They were men in the prime of life—young, vigorous, and active—when they surrendered themselves as prisoners of war. And as prisoners, they were entitled to the care and treatment acknowledged by the general laws and usages of civilized nations, and expected even more from those who boasted of having revived the generosity and chivalric tone of the feudal ages. Besides justice to all men, we owe special grace and benignity to those who come into our power from the hazard of battle. However degraded the suppliant may be, there is always some commerce between them and us, some bond of mutual relation.

Why these men did not receive that respect which true courage always accords to the vanquished brave, why they did not receive even that atom of compassion which belongs to the nature of man, and which is seen even among the lower animals, history, which loves to avenge the weak and oppressed, and which affords to all men, to all nations, the opportunity for their justification, their vengeance, their glory, will surely exhibit in burning characters of horror and shame. There are men even now who would sanctify the acts of cruelty of the rebellion over the very ashes of this the nation’s sepulchre. There are men even now who would outrage virtue, and deify the crime. There are men living, like those of the past, but not forgotten iron age, possessed of that remorseless fury, that implacable hatred, which nothing could arrest, nothing could disarm, and which could no more receive a sentiment of compassion than that sophistry which allowed outrage and death to the tender and guiltless child of Sejanus.

“Ut homo hominem, non iratus, non timens, tantum spectaturus occidat.”

II.

The intention which directed the formation of this vast camp was Cruelty. The system which governed, or rather the want of system which neglected, each department, whether hospital or commissariat, meant Death. The evidence against the leaders of the Confederacy is not wanting, neither is it obscure. It is true that most of the witnesses have perished, or are fast passing prematurely away; but the chain of circumstantial evidence is so connected, so apparent, that, unless the faith of humanity changes, that voice, which Tacitus calls “the conscience of the human race,” will, until the end of time, overwhelm with withering scorn the memory of these men as the assassins of sedition, rather than the heroes and saints of a just revolution.

We may search history in vain for a parallel in modern times. Civilization, in its known vicissitudes, cannot point out a spectacle so horrible.
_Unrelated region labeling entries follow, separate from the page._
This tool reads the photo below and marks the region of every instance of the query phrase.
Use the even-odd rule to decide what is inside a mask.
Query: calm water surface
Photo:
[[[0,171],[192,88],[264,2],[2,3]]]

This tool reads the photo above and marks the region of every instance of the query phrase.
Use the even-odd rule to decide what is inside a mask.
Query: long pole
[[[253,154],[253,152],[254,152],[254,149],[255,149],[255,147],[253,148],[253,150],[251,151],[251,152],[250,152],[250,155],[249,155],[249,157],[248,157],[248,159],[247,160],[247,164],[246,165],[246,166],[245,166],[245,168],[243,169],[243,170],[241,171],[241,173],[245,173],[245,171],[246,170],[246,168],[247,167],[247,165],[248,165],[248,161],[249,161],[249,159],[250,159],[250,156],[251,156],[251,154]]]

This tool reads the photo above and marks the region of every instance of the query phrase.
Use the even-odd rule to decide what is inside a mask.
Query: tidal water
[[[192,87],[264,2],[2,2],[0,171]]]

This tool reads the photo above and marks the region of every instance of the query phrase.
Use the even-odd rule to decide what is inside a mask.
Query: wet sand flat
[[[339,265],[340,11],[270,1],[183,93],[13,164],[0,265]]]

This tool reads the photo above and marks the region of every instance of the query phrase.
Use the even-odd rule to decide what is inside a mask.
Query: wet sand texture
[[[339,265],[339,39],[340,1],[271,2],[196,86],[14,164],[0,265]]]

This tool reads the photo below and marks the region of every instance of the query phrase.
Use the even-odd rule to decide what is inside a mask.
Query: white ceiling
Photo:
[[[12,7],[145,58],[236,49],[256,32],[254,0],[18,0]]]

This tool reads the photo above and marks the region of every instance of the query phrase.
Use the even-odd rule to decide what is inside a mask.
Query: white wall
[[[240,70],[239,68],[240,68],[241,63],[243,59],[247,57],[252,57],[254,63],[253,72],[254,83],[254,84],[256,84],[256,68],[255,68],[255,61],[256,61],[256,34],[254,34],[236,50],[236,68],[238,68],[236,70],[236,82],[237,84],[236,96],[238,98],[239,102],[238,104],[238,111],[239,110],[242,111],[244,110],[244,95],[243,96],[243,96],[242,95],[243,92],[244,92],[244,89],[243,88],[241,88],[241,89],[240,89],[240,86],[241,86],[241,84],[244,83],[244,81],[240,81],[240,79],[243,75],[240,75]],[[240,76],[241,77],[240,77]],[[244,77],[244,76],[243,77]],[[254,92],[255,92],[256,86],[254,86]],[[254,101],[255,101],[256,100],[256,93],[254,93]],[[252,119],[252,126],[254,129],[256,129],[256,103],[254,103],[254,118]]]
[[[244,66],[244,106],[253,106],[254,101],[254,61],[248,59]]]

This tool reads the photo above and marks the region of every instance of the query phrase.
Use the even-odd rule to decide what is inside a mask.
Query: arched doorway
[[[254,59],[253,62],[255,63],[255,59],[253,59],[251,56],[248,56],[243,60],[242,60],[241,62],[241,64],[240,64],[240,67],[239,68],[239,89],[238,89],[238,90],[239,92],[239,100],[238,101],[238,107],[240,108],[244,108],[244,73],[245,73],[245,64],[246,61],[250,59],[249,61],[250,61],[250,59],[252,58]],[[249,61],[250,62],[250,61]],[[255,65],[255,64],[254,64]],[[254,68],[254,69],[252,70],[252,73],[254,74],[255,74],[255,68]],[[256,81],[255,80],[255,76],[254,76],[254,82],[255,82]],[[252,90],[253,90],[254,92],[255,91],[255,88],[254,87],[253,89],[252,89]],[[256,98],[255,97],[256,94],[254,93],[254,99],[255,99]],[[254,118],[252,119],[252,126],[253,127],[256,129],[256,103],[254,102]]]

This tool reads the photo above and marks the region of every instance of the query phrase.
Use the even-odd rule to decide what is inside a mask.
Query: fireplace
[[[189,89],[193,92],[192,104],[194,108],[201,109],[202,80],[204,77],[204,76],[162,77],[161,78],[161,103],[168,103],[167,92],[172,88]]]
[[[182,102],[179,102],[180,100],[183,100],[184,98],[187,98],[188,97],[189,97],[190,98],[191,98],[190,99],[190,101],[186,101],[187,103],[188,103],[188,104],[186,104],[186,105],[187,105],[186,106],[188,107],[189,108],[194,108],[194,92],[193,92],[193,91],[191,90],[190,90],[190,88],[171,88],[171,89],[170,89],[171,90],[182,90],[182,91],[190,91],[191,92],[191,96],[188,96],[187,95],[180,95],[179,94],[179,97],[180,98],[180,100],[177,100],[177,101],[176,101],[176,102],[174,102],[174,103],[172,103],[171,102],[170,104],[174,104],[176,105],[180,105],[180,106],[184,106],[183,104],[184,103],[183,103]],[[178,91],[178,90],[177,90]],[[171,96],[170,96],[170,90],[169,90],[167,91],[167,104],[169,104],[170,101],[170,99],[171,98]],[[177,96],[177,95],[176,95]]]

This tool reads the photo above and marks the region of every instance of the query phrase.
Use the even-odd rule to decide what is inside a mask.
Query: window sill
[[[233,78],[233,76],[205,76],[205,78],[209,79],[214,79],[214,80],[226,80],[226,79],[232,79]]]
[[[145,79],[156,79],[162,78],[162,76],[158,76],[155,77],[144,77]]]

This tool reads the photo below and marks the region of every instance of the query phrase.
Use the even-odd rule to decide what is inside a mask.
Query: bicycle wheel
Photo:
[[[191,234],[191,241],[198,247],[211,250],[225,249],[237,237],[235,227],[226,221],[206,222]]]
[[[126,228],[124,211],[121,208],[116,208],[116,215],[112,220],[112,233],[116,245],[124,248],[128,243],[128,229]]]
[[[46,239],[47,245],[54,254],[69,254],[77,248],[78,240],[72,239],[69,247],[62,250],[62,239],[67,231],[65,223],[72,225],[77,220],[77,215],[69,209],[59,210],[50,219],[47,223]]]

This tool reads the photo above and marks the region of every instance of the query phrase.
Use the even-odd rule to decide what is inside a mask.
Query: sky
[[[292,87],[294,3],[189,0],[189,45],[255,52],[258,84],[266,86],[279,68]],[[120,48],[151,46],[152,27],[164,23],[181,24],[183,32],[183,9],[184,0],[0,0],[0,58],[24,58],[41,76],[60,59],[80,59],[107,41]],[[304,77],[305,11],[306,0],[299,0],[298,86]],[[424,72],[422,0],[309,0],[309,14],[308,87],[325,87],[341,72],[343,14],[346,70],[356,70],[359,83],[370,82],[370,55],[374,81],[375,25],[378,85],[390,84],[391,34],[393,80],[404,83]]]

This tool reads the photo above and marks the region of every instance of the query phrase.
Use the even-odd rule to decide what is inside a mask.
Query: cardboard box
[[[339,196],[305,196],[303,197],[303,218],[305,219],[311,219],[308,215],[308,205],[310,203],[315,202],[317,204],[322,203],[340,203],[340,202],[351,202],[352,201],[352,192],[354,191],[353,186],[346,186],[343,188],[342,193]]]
The massacre, in hot blood, of the Tartars of the Crimea by Potemkin, will not compare with this slow, merciless, implacable process of murder by starvation, and violation of those hygienic laws upon which the principle of life depends. The fusilades of that saturnalia of blood, the French Revolution, which swept away whole generations, had the pomp of military executions, which threw a gleam of brilliancy over the scene, and gave momentary enthusiasm to the victims. Those great immolations of the Saracens and Persians by the Tartars were as rapid as the cimeters could flash. “The fury of ideas,” says Lamartine, “is more implacable than the fury of men; for men have heart, and opinion none. Systems are brutal forces, which bewail not even that which they crush.”

“See,” said Timour to the learned men of Aleppo, “I am but half a man, and yet I have conquered Irak, Persia, and the Indies.” “Render glory, therefore, to God,” replied the Mufti of Aleppo, “and slay no one.” “God is my witness,” said, with apparent sincerity, the destroyer of so many millions of men, “that I put no one to death by a premeditated will; no, I swear to you I kill no one from cruelty, but it is you who assassinate your own souls.”

III.

The world has never seen such a display of courage and devotion as was exhibited by the intelligent masses of the freemen of the North, when the liberties of the great republic were menaced by the fierce gestures of the slave faction and their misguided supporters.